Ricard odwrócił się w jego stronę.
- Dlaczego? Jadą pod białym sztandarem.
- Co z tego, lepiej będzie...
Ricard roześmiał
się.
- Den, starzejesz się. Nas jest dziewięcioro, ich sześcioro. Jadą
z białą chorągwią, a tego znaku nikt nie zdradzi. Obronimy się,
jeśli będziemy musieli. Cóż mogą nam zrobić?
- Ricard... - zaczął Den gorzkim tonem.
- Och... no dobrze. - Ricard
niecierpliwie zamachał ręką. - Katiu, wyślij jednego psa do stada
wałachów po Larę i Willema. Zwierzęta nie oddalą się zbytnio do
ich powrotu. Zadowolony?
Kiwnęłam głową i gwizdem wezwałam młodego, czarnego psa, a
potem dałam komendę "drugie stado".
Popędził na północ. Za mało jeszcze umiał, by się nam tu
przydać, ale moja kuzynka i jej mąż zobaczą go i zrozumieją, że
został wysłany, by ich sprowadzić.
- Zabierzmy stąd dziecko - powiedziała moja siostra Meg. - Mara,
idź do namiotu sypialnego.
Ale nikt się nie poruszył, Mara nadal ściskała mocno dłoń
matki. Staliśmy bez ruchu jak uwięzieni w pułapce zatrzymanego
czasu, jak muchy utopione w miodzie.
I wtem (łąki oszukują tak nasze oczy) stanęli nagle przed nami.
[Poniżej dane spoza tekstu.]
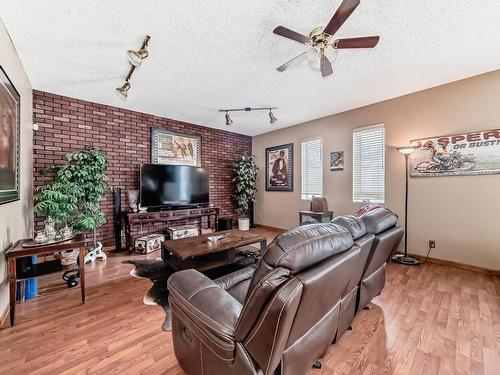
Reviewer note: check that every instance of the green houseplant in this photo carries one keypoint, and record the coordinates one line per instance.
(245, 186)
(73, 196)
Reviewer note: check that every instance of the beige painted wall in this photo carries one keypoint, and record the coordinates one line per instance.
(16, 217)
(461, 213)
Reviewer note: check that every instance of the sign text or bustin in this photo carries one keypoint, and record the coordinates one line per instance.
(459, 154)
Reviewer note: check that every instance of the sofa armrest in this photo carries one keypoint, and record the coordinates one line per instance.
(204, 302)
(237, 283)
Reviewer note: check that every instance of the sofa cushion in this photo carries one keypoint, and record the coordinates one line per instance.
(352, 223)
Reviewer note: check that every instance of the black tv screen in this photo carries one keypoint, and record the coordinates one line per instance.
(173, 186)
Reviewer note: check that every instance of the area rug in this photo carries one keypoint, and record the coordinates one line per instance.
(158, 272)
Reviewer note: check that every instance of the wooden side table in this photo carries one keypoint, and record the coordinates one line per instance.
(319, 216)
(18, 251)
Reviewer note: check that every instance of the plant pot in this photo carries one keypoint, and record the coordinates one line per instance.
(244, 224)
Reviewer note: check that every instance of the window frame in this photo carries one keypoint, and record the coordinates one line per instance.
(359, 198)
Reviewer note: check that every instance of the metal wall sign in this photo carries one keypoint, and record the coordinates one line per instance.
(459, 154)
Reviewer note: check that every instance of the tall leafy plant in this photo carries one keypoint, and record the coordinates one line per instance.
(245, 182)
(73, 197)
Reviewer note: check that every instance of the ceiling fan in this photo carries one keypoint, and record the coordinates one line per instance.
(320, 39)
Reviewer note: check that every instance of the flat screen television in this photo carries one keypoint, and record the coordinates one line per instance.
(173, 186)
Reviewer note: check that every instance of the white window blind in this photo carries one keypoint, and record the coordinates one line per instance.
(368, 164)
(312, 168)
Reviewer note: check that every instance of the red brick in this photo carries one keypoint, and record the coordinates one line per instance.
(68, 124)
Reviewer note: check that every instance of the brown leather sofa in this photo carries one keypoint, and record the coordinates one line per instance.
(282, 315)
(277, 318)
(381, 223)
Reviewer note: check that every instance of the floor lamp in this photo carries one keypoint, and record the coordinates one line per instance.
(404, 258)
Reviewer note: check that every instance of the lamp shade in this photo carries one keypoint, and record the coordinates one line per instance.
(407, 150)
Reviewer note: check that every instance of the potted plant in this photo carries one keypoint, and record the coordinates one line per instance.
(88, 170)
(245, 186)
(73, 197)
(57, 202)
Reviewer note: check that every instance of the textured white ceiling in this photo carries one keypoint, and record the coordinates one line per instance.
(211, 54)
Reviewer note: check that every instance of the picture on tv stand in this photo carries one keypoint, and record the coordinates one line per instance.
(173, 186)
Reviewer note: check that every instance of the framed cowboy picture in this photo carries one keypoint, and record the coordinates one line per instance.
(475, 153)
(175, 149)
(279, 168)
(10, 102)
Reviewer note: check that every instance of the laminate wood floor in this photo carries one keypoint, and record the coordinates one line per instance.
(430, 319)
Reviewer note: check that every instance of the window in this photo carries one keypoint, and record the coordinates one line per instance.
(312, 168)
(368, 164)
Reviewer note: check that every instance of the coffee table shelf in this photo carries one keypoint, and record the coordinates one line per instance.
(201, 254)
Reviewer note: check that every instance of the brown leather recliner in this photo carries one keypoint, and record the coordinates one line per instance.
(364, 240)
(277, 318)
(382, 223)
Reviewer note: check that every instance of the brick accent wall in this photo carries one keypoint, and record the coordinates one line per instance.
(68, 124)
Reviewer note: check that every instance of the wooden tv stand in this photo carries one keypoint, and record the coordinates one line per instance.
(138, 218)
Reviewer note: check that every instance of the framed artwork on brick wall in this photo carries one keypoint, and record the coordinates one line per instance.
(10, 111)
(175, 149)
(279, 168)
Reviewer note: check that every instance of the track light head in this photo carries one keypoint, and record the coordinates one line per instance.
(123, 90)
(272, 117)
(136, 57)
(228, 119)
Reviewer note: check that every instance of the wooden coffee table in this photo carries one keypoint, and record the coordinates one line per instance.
(201, 254)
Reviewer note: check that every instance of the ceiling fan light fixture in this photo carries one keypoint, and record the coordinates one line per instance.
(272, 117)
(136, 57)
(123, 90)
(228, 119)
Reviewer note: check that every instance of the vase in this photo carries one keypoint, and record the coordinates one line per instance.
(50, 229)
(244, 224)
(66, 232)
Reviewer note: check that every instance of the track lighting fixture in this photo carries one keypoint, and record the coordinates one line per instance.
(272, 118)
(135, 58)
(228, 119)
(123, 90)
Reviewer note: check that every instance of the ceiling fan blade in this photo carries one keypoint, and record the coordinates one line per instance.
(341, 15)
(292, 62)
(326, 67)
(290, 34)
(362, 42)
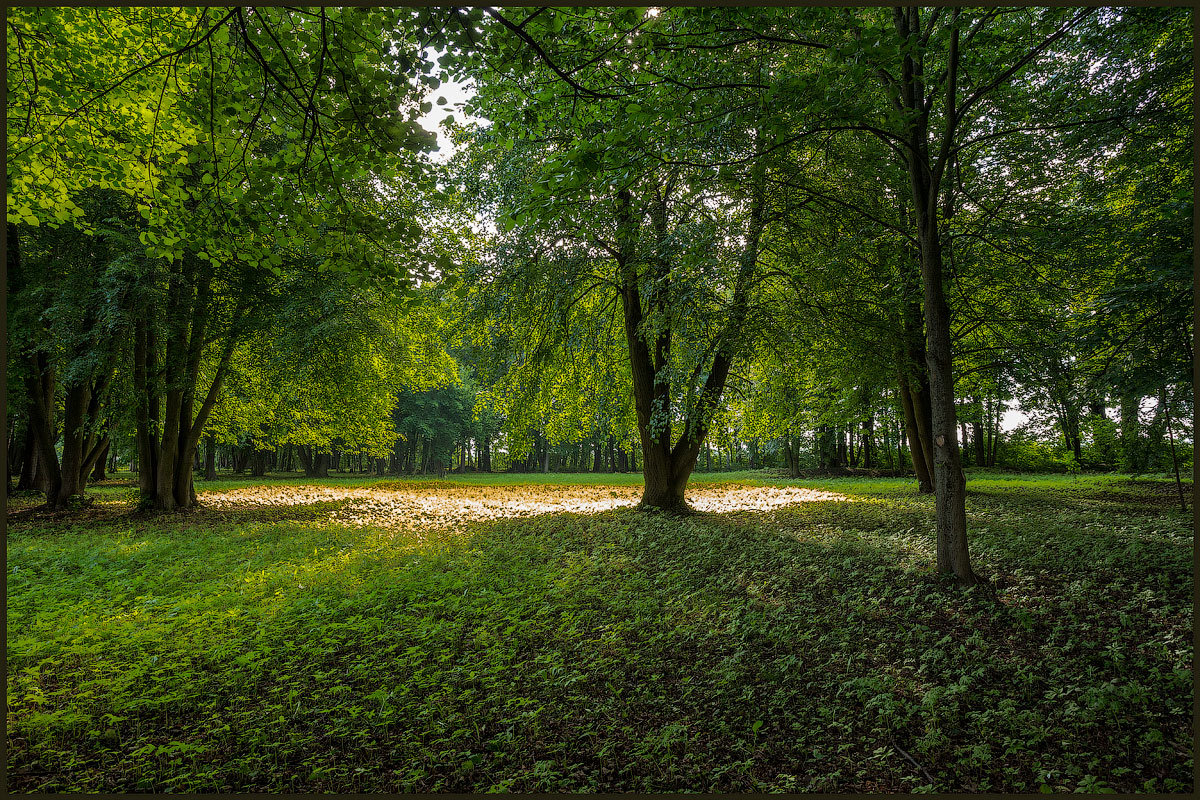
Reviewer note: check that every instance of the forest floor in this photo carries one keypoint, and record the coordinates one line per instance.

Czas ruszył z miejsca: obozowisko
było pełne hałasu i ruchu. Psy wirowały wokół nas i jeźdźców,
podskakując i szczekając. Konie obcych bały się i odsuwały od
nich; niektórzy z ludzi wyglądali na niezbyt zadowolonych. Jeden z
obcych miał bat, którym wymachiwał wokół boków swego konia; psy
myślały, że to zabawa i odskakiwały, szczerząc zęby, jak to
zwykle psy.
Zagwizdałam "wszyscy" i "wróć". Psy wycofały
się posłusznie. Gdy były już na tyle daleko, by nie płoszyć
obcych koni, zagwizdałam "waruj" i zwierzęta padły na
wydeptaną trawę, dysząc
ciężko.
Nigdy w życiu nie widziałam tak dużych koni. Były tak wysokie, że
z trudem mogłam spojrzeć ponad ich grzbietami, miały długie,
smukłe nogi i szorstką sierść. Wszystkie wyglądały na chore i
wyczerpane, jakby nosiły jeźdźców dłużej i szybciej,
niż powinny. Rozpoznawałam kształt wstęg modlitewnych, pasków
materiału, papieru i skóry splecionych ciasno w drobne wzory i
przywiązanych do uzdy.
Nigdy nie widziałam takich ludzi; nie było to jednak niczym dziwnym
na Ping, gdzie można przez całe życie
nie spotkać dwa razy członków tej samej grupy. Barbarzyńcy (bo
tak o nich myślałam) mieli złocistą cerę i spłaszczone twarze.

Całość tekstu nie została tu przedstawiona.